ABOVE: FSI instructor Jim Vann shows how to patch a hole in composites -- a tricky, delicate business, requiring a healthy respect for safety (toxic dust and chemicals), and a scrupulous attention to detail, procedures, and timing (the stuff dries fast).


ABOVE: A special treat: We got to sample FSI's jet and turboprop cockpit simulators. Using the latest "touch-screen" technology, most of the controls are simulated by images on the "MATRIX" screens, which are activated by the students' touch.

I tried the sim for the "world's most advanced busines jet," the Hawker 4000 (born "Hawker Horizon"), shown below.

Years ago, briefly, I was the first person outside of Hawker-Beech and FSI to sample the regular, actual-cockpit, full-motion Hawker Horizon simulator. But it's been years ago, and I was REALLY rusty! After much head-scratching and educated guesswork, my "copilot" and I managed to get the 4000 "started up," and "rollin' down the road."

The representation of the glass cockpit is quite realistic, but the act of learning to "turn" a knob or "flip" a switch, by touching something on a screen, is quite unnatural and awkward, at first. The real plane (above) has real knobs and switches -- but all its instruments are glass-panel "EFIS" ("Electronic Flight Instrumentation System") displays, much as depicted on the MATRIX monitor screens here.

BELOW, RIGHT: Both engines humming, and a full panel of instruments. The black screen with blue & brown , at far left, is the "PFD" ("Primary Flight Display") indicating aircraft attitude, altitude, airspeed, compass heading, and such.

Beside it, in green and white, the "MFD" ("Multi-Function Display"), shows many things, including navigation guidance, communcations settings, and weather radar. It can also show schematic diagrams indicating the current condition of each aircraft system -- depicting fuel flows in this instance.

(A matching set of PFD/MFD screens appears on the copilot's side, though the copilot is looking at another system on his MFD).

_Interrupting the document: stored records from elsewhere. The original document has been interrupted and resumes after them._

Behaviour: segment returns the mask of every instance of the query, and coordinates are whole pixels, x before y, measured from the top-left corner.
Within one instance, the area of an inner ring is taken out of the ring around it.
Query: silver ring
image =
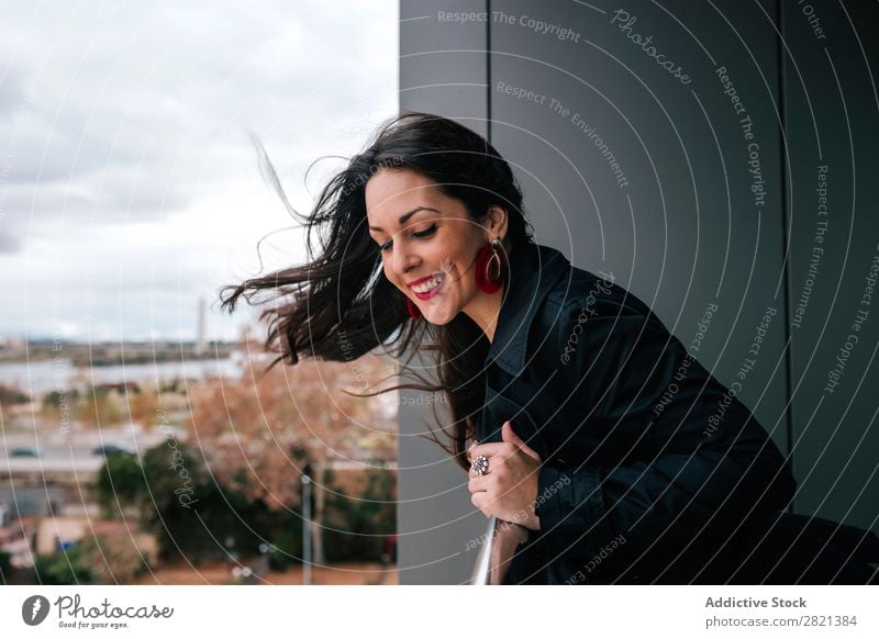
[[[483,475],[488,472],[488,457],[485,455],[477,455],[474,462],[470,464],[470,471],[476,475]]]

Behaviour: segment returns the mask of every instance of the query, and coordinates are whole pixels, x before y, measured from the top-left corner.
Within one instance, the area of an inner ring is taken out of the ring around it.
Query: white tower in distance
[[[208,339],[205,338],[207,312],[204,298],[199,298],[198,326],[196,327],[196,355],[202,356],[208,352]]]

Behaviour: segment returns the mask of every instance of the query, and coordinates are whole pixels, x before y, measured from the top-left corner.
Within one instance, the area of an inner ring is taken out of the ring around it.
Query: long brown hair
[[[468,468],[466,446],[485,401],[489,341],[465,313],[442,326],[409,317],[405,295],[385,278],[378,246],[369,236],[365,191],[381,169],[416,171],[463,202],[476,221],[483,220],[492,204],[504,209],[504,245],[515,251],[534,240],[510,166],[488,141],[453,120],[404,113],[379,126],[366,150],[330,179],[312,212],[302,216],[290,206],[271,162],[262,146],[258,149],[264,177],[304,223],[309,261],[224,287],[221,306],[232,313],[241,296],[252,305],[268,304],[259,316],[268,325],[266,349],[279,354],[269,368],[280,361],[296,365],[300,357],[349,361],[379,346],[390,349],[401,372],[415,381],[360,396],[397,389],[444,393],[453,423],[438,430],[448,441],[431,439]],[[435,354],[437,380],[409,369],[419,351]]]

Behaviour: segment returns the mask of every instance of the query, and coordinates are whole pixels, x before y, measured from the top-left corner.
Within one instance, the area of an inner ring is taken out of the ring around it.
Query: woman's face
[[[493,237],[503,238],[502,209],[491,206],[488,217],[477,222],[464,202],[439,192],[430,178],[409,169],[382,169],[366,183],[366,214],[385,277],[425,320],[446,324],[463,311],[483,329],[483,322],[493,321],[500,295],[477,288],[474,262]]]

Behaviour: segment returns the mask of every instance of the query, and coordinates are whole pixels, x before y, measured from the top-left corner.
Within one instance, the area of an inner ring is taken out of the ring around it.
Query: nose
[[[398,276],[404,276],[419,264],[419,257],[403,242],[394,242],[391,247],[391,268]]]

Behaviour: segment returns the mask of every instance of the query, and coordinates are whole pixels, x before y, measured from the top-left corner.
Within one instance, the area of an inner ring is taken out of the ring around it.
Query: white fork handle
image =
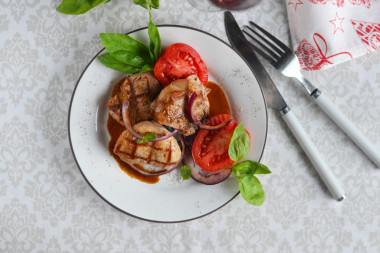
[[[308,134],[305,132],[294,113],[285,108],[281,111],[282,118],[296,137],[298,143],[301,145],[303,151],[306,153],[314,168],[317,170],[319,176],[326,184],[331,195],[337,201],[342,201],[346,198],[345,191],[339,181],[336,179],[329,166],[323,160],[318,149],[314,146]]]
[[[319,93],[319,94],[318,94]],[[380,153],[360,130],[320,91],[313,95],[318,106],[351,138],[352,141],[380,168]]]

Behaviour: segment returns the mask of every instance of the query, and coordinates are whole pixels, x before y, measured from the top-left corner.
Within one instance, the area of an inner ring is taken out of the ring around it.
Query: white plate
[[[227,94],[233,117],[252,135],[247,159],[259,161],[267,135],[267,110],[261,89],[245,61],[226,43],[205,32],[182,26],[159,26],[163,48],[189,44],[199,52],[209,69],[209,80]],[[147,29],[130,33],[148,43]],[[103,51],[99,52],[103,53]],[[230,176],[217,185],[183,181],[178,171],[147,184],[123,172],[108,152],[106,109],[113,84],[125,74],[103,66],[97,55],[75,87],[69,111],[69,138],[75,160],[84,178],[106,202],[132,216],[158,222],[180,222],[209,214],[238,193]]]

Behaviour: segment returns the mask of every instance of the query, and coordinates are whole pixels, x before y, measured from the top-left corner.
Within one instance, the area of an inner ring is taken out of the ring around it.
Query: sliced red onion
[[[136,132],[135,129],[133,129],[133,127],[132,127],[131,119],[129,118],[129,114],[128,114],[128,107],[129,107],[129,102],[128,101],[123,101],[123,106],[122,106],[121,114],[123,116],[123,121],[124,121],[125,128],[128,130],[128,132],[133,137],[135,137],[135,138],[137,138],[139,140],[142,140],[143,136],[141,136],[138,132]],[[174,136],[177,132],[178,132],[178,130],[176,129],[173,132],[170,132],[168,135],[164,135],[164,136],[155,138],[153,140],[149,140],[148,142],[156,142],[156,141],[166,140],[166,139]]]
[[[133,129],[132,127],[131,119],[129,118],[128,107],[129,107],[129,102],[123,101],[123,106],[121,108],[121,115],[123,116],[125,128],[133,137],[142,140],[143,137],[138,132],[136,132],[135,129]]]
[[[182,151],[181,151],[181,157],[179,158],[179,160],[172,166],[170,167],[169,169],[166,169],[166,170],[161,170],[161,171],[157,171],[157,172],[149,172],[147,170],[142,170],[140,169],[139,167],[135,166],[134,164],[130,164],[130,163],[127,163],[129,165],[129,167],[135,171],[137,171],[138,173],[144,175],[144,176],[161,176],[161,175],[164,175],[164,174],[167,174],[171,171],[173,171],[175,168],[177,168],[182,160],[183,160],[183,157],[185,155],[185,140],[183,138],[183,135],[180,135],[180,141],[181,141],[181,146],[182,146]]]
[[[191,120],[200,128],[200,129],[205,129],[205,130],[218,130],[218,129],[221,129],[225,126],[228,125],[228,123],[231,122],[232,118],[229,118],[227,119],[226,121],[218,124],[218,125],[215,125],[215,126],[210,126],[210,125],[206,125],[206,124],[202,124],[198,119],[197,117],[195,116],[194,114],[194,110],[193,110],[193,105],[194,105],[194,101],[195,99],[197,98],[197,93],[194,91],[190,98],[189,98],[189,102],[187,104],[187,111],[189,112],[190,114],[190,118]]]
[[[231,171],[230,169],[223,169],[218,172],[207,172],[195,164],[195,166],[191,168],[191,177],[199,183],[212,185],[226,180],[230,176]]]

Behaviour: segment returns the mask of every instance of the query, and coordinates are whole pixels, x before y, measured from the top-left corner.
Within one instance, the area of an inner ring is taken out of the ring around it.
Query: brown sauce
[[[116,145],[116,141],[119,138],[120,134],[125,130],[125,127],[120,125],[116,120],[114,120],[111,116],[108,115],[107,120],[107,129],[108,133],[111,136],[111,140],[108,143],[108,150],[110,154],[115,158],[117,163],[119,164],[120,169],[122,169],[125,173],[127,173],[130,177],[135,178],[137,180],[140,180],[141,182],[148,183],[148,184],[155,184],[157,183],[160,178],[158,176],[145,176],[137,171],[131,169],[128,164],[123,162],[119,156],[117,156],[113,152],[113,148]]]
[[[218,114],[231,115],[230,105],[228,104],[228,100],[223,89],[214,82],[208,82],[207,88],[211,90],[207,96],[210,103],[209,117],[212,117]],[[112,96],[114,96],[114,92]],[[159,176],[145,176],[138,173],[137,171],[131,169],[128,164],[123,162],[119,158],[119,156],[117,156],[113,152],[117,139],[119,138],[120,134],[125,130],[125,127],[120,125],[110,115],[108,116],[108,120],[107,120],[107,130],[111,137],[111,140],[108,143],[108,150],[110,154],[115,158],[117,163],[119,164],[120,169],[122,169],[130,177],[140,180],[141,182],[148,183],[148,184],[157,183],[160,180]]]
[[[208,82],[207,88],[211,89],[211,92],[207,96],[210,103],[209,116],[212,117],[218,114],[231,115],[230,105],[223,89],[214,82]]]

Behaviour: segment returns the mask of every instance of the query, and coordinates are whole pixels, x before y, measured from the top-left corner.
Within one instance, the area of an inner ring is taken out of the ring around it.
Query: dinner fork
[[[299,60],[289,47],[252,21],[249,22],[249,26],[244,26],[243,32],[248,40],[251,39],[255,42],[254,44],[249,41],[257,53],[270,61],[271,65],[283,75],[297,79],[308,94],[314,98],[317,105],[380,168],[380,154],[376,152],[375,146],[327,96],[302,75]]]

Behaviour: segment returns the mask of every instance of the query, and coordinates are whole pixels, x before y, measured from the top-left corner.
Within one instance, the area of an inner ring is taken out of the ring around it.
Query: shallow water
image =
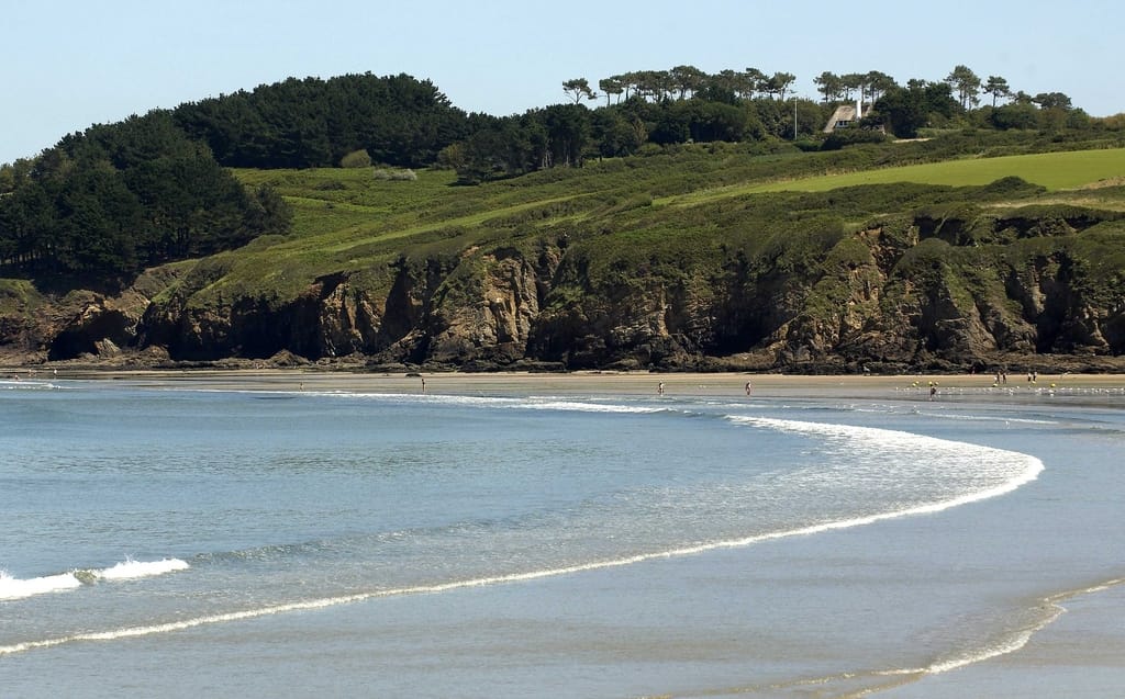
[[[0,389],[14,696],[937,696],[1125,579],[1112,398]]]

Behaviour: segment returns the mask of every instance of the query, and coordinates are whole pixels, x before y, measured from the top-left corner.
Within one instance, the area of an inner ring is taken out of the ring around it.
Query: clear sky
[[[63,135],[289,76],[408,73],[493,115],[561,83],[694,65],[812,79],[954,66],[1125,111],[1119,0],[0,0],[0,163]]]

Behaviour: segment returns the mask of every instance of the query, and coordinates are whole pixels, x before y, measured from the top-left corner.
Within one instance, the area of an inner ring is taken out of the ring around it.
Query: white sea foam
[[[21,580],[0,571],[0,600],[24,599],[80,587],[82,587],[82,582],[73,573]]]
[[[110,568],[93,571],[94,577],[102,580],[132,580],[134,578],[151,578],[190,568],[180,559],[162,559],[160,561],[134,561],[126,559]]]
[[[126,559],[106,569],[75,569],[66,573],[44,575],[42,578],[19,579],[0,571],[0,600],[16,600],[50,592],[63,592],[93,584],[99,580],[132,580],[151,578],[190,568],[180,559],[163,559],[160,561],[134,561]]]
[[[767,429],[777,429],[796,434],[807,434],[818,437],[825,437],[828,439],[844,439],[846,441],[849,447],[858,450],[874,450],[876,452],[879,451],[894,452],[899,450],[904,450],[906,454],[914,456],[917,456],[918,453],[928,452],[932,455],[936,454],[938,461],[943,464],[950,464],[953,461],[960,461],[964,464],[972,464],[974,465],[974,467],[984,469],[987,471],[993,472],[994,478],[991,481],[989,481],[986,487],[979,490],[964,492],[945,500],[925,502],[912,507],[907,507],[903,509],[876,512],[860,517],[824,521],[792,529],[770,532],[765,534],[756,534],[753,536],[730,538],[726,541],[708,542],[691,546],[670,548],[660,552],[640,553],[618,559],[591,561],[586,563],[576,563],[573,565],[562,565],[557,568],[547,568],[536,571],[487,575],[482,578],[471,578],[467,580],[454,580],[449,582],[420,584],[420,585],[411,585],[411,587],[394,588],[386,590],[375,590],[370,592],[360,592],[356,594],[327,597],[321,599],[273,605],[268,607],[261,607],[258,609],[246,609],[241,611],[231,611],[225,614],[200,616],[190,619],[169,621],[165,624],[132,626],[107,632],[81,633],[57,638],[29,641],[7,646],[0,646],[0,655],[20,653],[34,648],[43,648],[43,647],[50,647],[74,642],[114,641],[118,638],[164,634],[178,630],[186,630],[199,626],[241,621],[241,620],[254,619],[259,617],[267,617],[290,611],[323,609],[326,607],[361,602],[384,597],[396,597],[396,596],[408,596],[408,594],[433,594],[433,593],[447,592],[451,590],[466,589],[466,588],[525,582],[542,578],[568,575],[574,573],[583,573],[587,571],[634,565],[638,563],[646,563],[649,561],[656,561],[660,559],[673,559],[678,556],[695,555],[709,551],[744,547],[760,542],[781,539],[786,537],[808,536],[825,532],[831,532],[836,529],[847,529],[850,527],[874,524],[878,521],[906,517],[910,515],[937,512],[958,505],[965,505],[969,502],[974,502],[987,498],[994,498],[997,496],[1010,492],[1016,488],[1019,488],[1020,485],[1035,480],[1038,473],[1043,470],[1043,463],[1038,459],[1035,459],[1034,456],[1027,454],[1020,454],[1017,452],[1009,452],[987,446],[966,444],[962,442],[952,442],[948,439],[938,439],[935,437],[915,435],[904,432],[880,429],[872,427],[855,427],[848,425],[806,423],[798,420],[783,420],[774,418],[757,418],[757,417],[745,417],[745,416],[729,416],[729,419],[736,424],[765,427]],[[181,568],[177,568],[180,564],[182,564],[183,568],[187,566],[187,564],[183,563],[182,561],[178,563],[173,563],[173,561],[176,560],[165,560],[162,562],[158,562],[158,566],[159,564],[163,565],[162,572],[166,572],[169,570],[182,570]],[[123,570],[132,570],[134,572],[148,570],[147,568],[145,568],[145,565],[147,564],[138,564],[136,562],[133,562],[132,564],[129,562],[126,562],[120,565],[125,566]],[[117,566],[114,568],[116,569]],[[1043,621],[1043,625],[1048,624],[1051,620],[1052,619]],[[1036,626],[1035,628],[1028,629],[1027,637],[1030,637],[1030,634],[1034,634],[1035,630],[1037,630],[1037,628],[1041,627],[1042,626]],[[1017,635],[1014,638],[1009,639],[1007,643],[1002,643],[992,648],[981,651],[980,653],[975,653],[972,656],[966,656],[964,659],[957,659],[952,661],[944,661],[943,663],[937,663],[928,669],[924,669],[920,671],[911,670],[911,671],[893,671],[893,672],[896,673],[942,672],[945,671],[946,669],[961,666],[963,664],[969,664],[971,662],[978,662],[984,656],[992,656],[1001,653],[1011,652],[1011,650],[1022,646],[1024,643],[1026,643],[1026,638],[1024,638],[1023,635]]]

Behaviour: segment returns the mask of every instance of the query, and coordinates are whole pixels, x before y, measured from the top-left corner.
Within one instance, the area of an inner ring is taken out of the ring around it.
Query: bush
[[[820,149],[839,151],[845,146],[861,143],[883,143],[884,140],[886,140],[886,136],[882,131],[866,128],[842,128],[829,134]]]
[[[388,180],[390,182],[413,182],[417,180],[417,174],[413,170],[387,170],[386,167],[377,167],[375,171],[376,180]]]
[[[359,151],[352,151],[348,155],[340,158],[341,167],[370,167],[371,166],[371,155],[360,148]]]

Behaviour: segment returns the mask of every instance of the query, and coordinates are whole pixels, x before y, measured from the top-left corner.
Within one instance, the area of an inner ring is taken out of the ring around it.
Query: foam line
[[[966,505],[969,502],[975,502],[978,500],[994,498],[1005,494],[1007,492],[1010,492],[1019,488],[1020,485],[1035,480],[1038,476],[1040,472],[1043,471],[1043,462],[1027,454],[1020,454],[1018,452],[1009,452],[979,445],[971,445],[961,442],[952,442],[948,439],[926,437],[904,432],[879,429],[872,427],[854,427],[847,425],[804,423],[796,420],[752,418],[741,416],[729,416],[729,419],[736,423],[757,425],[760,427],[785,430],[785,432],[812,434],[827,437],[840,437],[850,441],[855,439],[871,441],[876,443],[876,445],[889,445],[889,444],[908,445],[912,451],[915,451],[915,453],[917,453],[918,448],[929,448],[929,447],[940,447],[943,450],[948,450],[951,452],[956,452],[956,453],[964,453],[966,450],[971,450],[972,459],[974,460],[979,460],[981,456],[988,456],[989,461],[1002,460],[1004,462],[1007,463],[1010,463],[1011,461],[1015,460],[1017,462],[1022,462],[1023,467],[1018,470],[1012,478],[991,488],[987,488],[976,492],[965,493],[947,500],[928,502],[888,512],[878,512],[862,517],[853,517],[848,519],[839,519],[834,521],[825,521],[814,525],[809,525],[804,527],[796,527],[783,532],[756,534],[753,536],[726,539],[720,542],[710,542],[692,546],[683,546],[683,547],[672,548],[668,551],[641,553],[631,556],[622,556],[619,559],[593,561],[588,563],[578,563],[574,565],[550,568],[538,571],[507,573],[502,575],[488,575],[483,578],[472,578],[468,580],[458,580],[443,583],[412,585],[412,587],[395,588],[389,590],[377,590],[371,592],[360,592],[356,594],[346,594],[341,597],[328,597],[315,600],[273,605],[269,607],[262,607],[259,609],[248,609],[243,611],[231,611],[226,614],[202,616],[192,619],[169,621],[166,624],[155,624],[151,626],[133,626],[108,632],[82,633],[82,634],[74,634],[71,636],[63,636],[58,638],[29,641],[8,646],[0,646],[0,655],[19,653],[33,648],[51,647],[51,646],[62,645],[65,643],[74,643],[81,641],[115,641],[118,638],[130,638],[137,636],[148,636],[153,634],[164,634],[177,630],[186,630],[199,626],[207,626],[212,624],[241,621],[245,619],[254,619],[259,617],[267,617],[289,611],[323,609],[326,607],[348,605],[348,603],[360,602],[384,597],[399,597],[406,594],[433,594],[433,593],[448,592],[451,590],[460,590],[466,588],[478,588],[478,587],[504,584],[512,582],[525,582],[530,580],[538,580],[541,578],[552,578],[558,575],[569,575],[574,573],[583,573],[588,571],[622,568],[627,565],[634,565],[638,563],[645,563],[648,561],[656,561],[660,559],[674,559],[680,556],[695,555],[723,548],[739,548],[753,544],[758,544],[762,542],[770,542],[770,541],[796,537],[796,536],[808,536],[812,534],[832,532],[836,529],[848,529],[852,527],[875,524],[878,521],[883,521],[888,519],[897,519],[900,517],[907,517],[912,515],[939,512],[942,510],[956,507],[958,505]],[[1026,643],[1026,639],[1024,641],[1024,643]],[[969,661],[969,662],[976,662],[976,661]],[[939,670],[930,670],[930,671],[936,672]]]
[[[75,569],[66,573],[27,580],[12,578],[8,573],[0,571],[0,600],[17,600],[35,597],[36,594],[63,592],[81,588],[83,584],[93,584],[99,580],[152,578],[154,575],[187,570],[188,568],[188,563],[179,559],[163,559],[161,561],[134,561],[133,559],[126,559],[106,569]]]

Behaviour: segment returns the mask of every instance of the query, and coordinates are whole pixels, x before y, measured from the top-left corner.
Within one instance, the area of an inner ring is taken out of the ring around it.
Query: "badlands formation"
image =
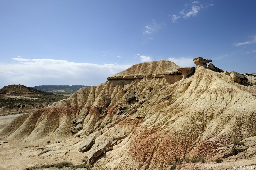
[[[177,169],[256,168],[256,77],[194,61],[134,65],[15,118],[0,132],[0,168],[84,158],[102,170],[170,169],[170,161]],[[191,163],[199,156],[205,163]]]

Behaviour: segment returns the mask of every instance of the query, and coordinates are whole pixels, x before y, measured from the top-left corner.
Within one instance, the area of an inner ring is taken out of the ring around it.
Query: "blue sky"
[[[0,0],[0,88],[96,85],[169,60],[256,72],[256,1]]]

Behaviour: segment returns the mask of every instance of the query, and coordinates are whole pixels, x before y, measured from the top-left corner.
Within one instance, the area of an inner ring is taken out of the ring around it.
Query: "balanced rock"
[[[78,147],[78,151],[80,152],[87,150],[91,147],[95,141],[94,136],[90,136],[87,138]]]
[[[81,123],[78,123],[76,126],[75,128],[79,130],[83,128],[83,125]]]
[[[73,127],[70,127],[70,130],[73,133],[76,133],[78,132],[78,130]]]
[[[245,76],[238,72],[231,72],[230,76],[233,81],[237,83],[247,83],[248,79]]]
[[[124,131],[123,131],[119,132],[116,135],[113,136],[113,139],[115,140],[119,140],[124,139],[125,137],[125,132]]]
[[[208,68],[212,70],[214,72],[218,72],[219,73],[222,73],[224,72],[224,71],[223,70],[222,70],[220,68],[219,68],[212,63],[210,64],[208,66]]]
[[[92,164],[105,152],[113,149],[111,146],[112,141],[109,140],[99,142],[97,147],[92,150],[87,155],[89,163]]]
[[[212,62],[211,60],[204,59],[202,57],[197,57],[193,59],[194,63],[197,66],[200,65],[206,68],[207,67],[207,63]]]
[[[178,71],[181,71],[182,72],[182,75],[184,79],[185,79],[188,77],[195,73],[195,67],[183,67],[177,69]]]
[[[76,116],[75,115],[72,114],[71,115],[71,122],[73,123],[75,123],[77,121],[76,118]]]

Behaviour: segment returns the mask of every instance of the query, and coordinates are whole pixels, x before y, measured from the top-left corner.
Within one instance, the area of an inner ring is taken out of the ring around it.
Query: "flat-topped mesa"
[[[183,67],[178,68],[178,71],[182,72],[182,75],[184,79],[186,79],[189,76],[194,74],[195,70],[195,67]]]
[[[132,80],[181,75],[182,72],[177,70],[180,67],[170,61],[154,61],[133,65],[124,71],[108,77],[108,79]]]
[[[200,65],[206,68],[207,67],[207,63],[212,62],[211,60],[204,59],[202,57],[195,58],[193,59],[193,61],[197,66]]]

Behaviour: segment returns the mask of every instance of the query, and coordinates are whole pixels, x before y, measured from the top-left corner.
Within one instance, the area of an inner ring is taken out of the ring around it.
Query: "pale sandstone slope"
[[[169,62],[139,64],[133,66],[133,69],[142,75],[176,71],[179,67]],[[174,68],[166,66],[168,63]],[[146,67],[142,69],[143,64]],[[149,71],[143,72],[148,66]],[[155,71],[157,69],[162,70]],[[130,75],[131,69],[113,77],[124,73]],[[216,158],[215,151],[231,144],[233,139],[256,136],[255,87],[234,82],[230,76],[201,64],[185,79],[181,72],[157,77],[110,80],[82,88],[50,108],[17,117],[0,136],[26,146],[38,146],[48,140],[87,134],[104,125],[103,134],[96,138],[92,149],[121,131],[125,131],[127,137],[94,165],[106,169],[142,170],[160,169],[169,161],[183,159],[187,154],[191,157],[202,155],[207,161],[212,161]],[[127,102],[127,95],[134,91],[136,98]],[[144,98],[147,100],[142,104],[144,107],[138,106],[137,100]],[[108,100],[111,101],[107,107]],[[128,109],[117,115],[128,105],[137,110],[129,114],[133,110]],[[77,135],[72,135],[71,117],[78,119],[83,108],[88,111],[83,128]],[[113,122],[106,125],[111,119]],[[86,151],[85,155],[91,150]],[[225,154],[218,156],[224,158]]]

We're each using a "drop-down menu" to change our MFD displays to other aircraft systems. My hand is barely visible in lower right corner, resting on a touchpad, which works like a computer mouse, to allow you to control the displays. Truly the bizjet for the video-game generation!

In the middle, an "EICAS" display ("Engine Indicating & Crew Alerting System") substitutes for traditional engine instruments and warning lights.

The center console, between the pilots, mounts a matched pair of flight computers -- providing detailed navigation guidance (or you can program it to basically fly itself from about takeoff to about landing), and the lowest video panel contains images of throttles and other controls -- which you can actually "move" by tapping and moving your fingers over them (the real airplane, however, DOES have real throttles and controls you can grip).

Over the top of the console, facing downward, another screen holds the various controls for electrical system, fuel distribution, ice and rain protection, and other systems. Environmental controls are on the copilot's armrest.